La bouteille de « Chant d’Ardoise » raconte ainsi, à sa manière, une histoire qui dépasse largement celle du vin.
Transmettre plus qu’un vignoble
À l’heure où de nombreux agriculteurs s’interrogent sur l’avenir de leurs exploitations et sur la transmission de leur métier, Michel Breuil regarde lui aussi vers l’avenir. Il sait qu’une exploitation, aussi engagée soit-elle, ne peut survivre que si elle trouve les moyens de se transmettre.
Mais ce qu’il souhaite laisser derrière lui dépasse largement une propriété ou un vignoble :
Ce sont nos enfants qui transmettront l’histoire. » « Les hommes passeront. Il faut qu’il reste quelque chose. »

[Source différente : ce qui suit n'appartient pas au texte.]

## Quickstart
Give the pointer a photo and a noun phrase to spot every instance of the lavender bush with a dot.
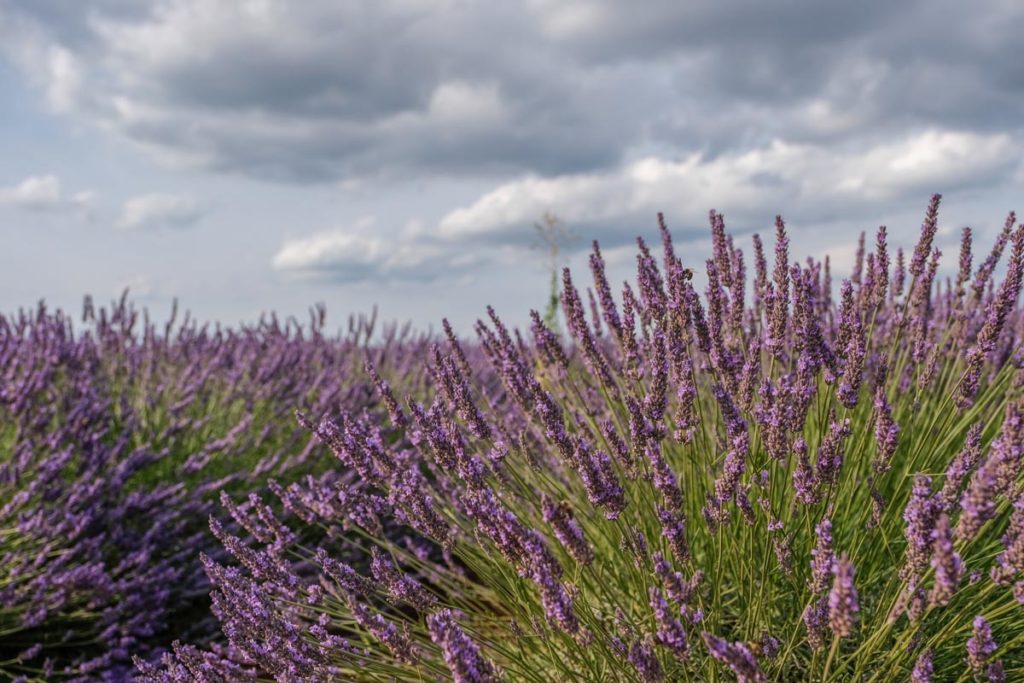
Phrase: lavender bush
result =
(116, 437)
(807, 485)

Cette phrase résume peut-être le mieux son parcours. Il y a d’abord la terre, qu’il a fallu reconquérir. Puis la vigne, qu’il a fallu replanter. Il y a aussi une histoire locale qu’il a voulu faire ressurgir, et une activité économique qu’il a cherché à inscrire durablement dans le territoire. Et enfin, il y a les hommes et les femmes qui travaillent autour de lui.
Accompagné par une équipe fidèle depuis 30 ans, Michel Breuil aura donc contribué à faire renaître bien plus qu’un vignoble. Il aura participé à reconstruire une activité, à restaurer un patrimoine et à créer des emplois. Une façon de rappeler que l’agriculture peut produire du vin, bien sûr, mais aussi de la mémoire, de l’activité et du lien social.
Au Saillant, les rangs de vigne racontent finalement une histoire simple : celle d’un homme qui a choisi de faire pousser quelque chose là où il ne restait plus que des friches, avec la conviction que la meilleure récolte n’est pas toujours celle que l’on retrouve dans une bouteille.